GDPR will be an issue, too. Ms. McAlpine told us that “by utilising a facial recognition system, clubs must commit to investing in appropriate data management systems that can answer data subject access requests, which could, if stated, include all stored recordings of the individual in question.”

“And”, she added, “they must clearly communicate this to their customers, or in this case, fans.”

What makes all this slightly perplexing is the disconnect between means and ends. Or, to put it another way, there is little, if any, evidence to suggest that the use of facial recognition technology at football matches is a proportionate response to the attendant hazards.

On the security front, Paul Corkrey (FSE Board member/FSA Cymru) summed up the incongruity of the police’s justification back in October, 2019, when Cardiff and Swansea fans were first singled out: “20,270 football supporters were subjected to facial recognition in order to monitor fewer than 50 people on a police force watchlist”, most of whom only had club-issued stadium bans.

The same goes for the service, or access, argument. In response to Manchester City’s mooted ticketless fan idea, Amanda Jacks from the Football Supporters’ Association (FSA) observed that “fans will still have to be searched before entering any stadium, and the technology is apparently only fractionally faster that electronic card readers, [so] it’s difficult to see how this is genuinely an improvement on the current system.”

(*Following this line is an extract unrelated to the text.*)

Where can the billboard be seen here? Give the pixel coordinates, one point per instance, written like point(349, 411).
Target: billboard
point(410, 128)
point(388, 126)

What, then, is to be done?

We must first acknowledge that we are all, in some shape or form, dealing with a novel, unpredictable phenomenon, and there is no good reason to rush its application. We agree with other stakeholders that more evidence is required, as is a robust regulatory framework. Until such steps are taken, FSE supports calls for a European-wide moratorium on the use of facial recognition technology.

Given this context, FSE further demands an immediate end to the deployment of facial recognition technology at football matches in the UEFA region and a consultation process with fans and fans’ organisations.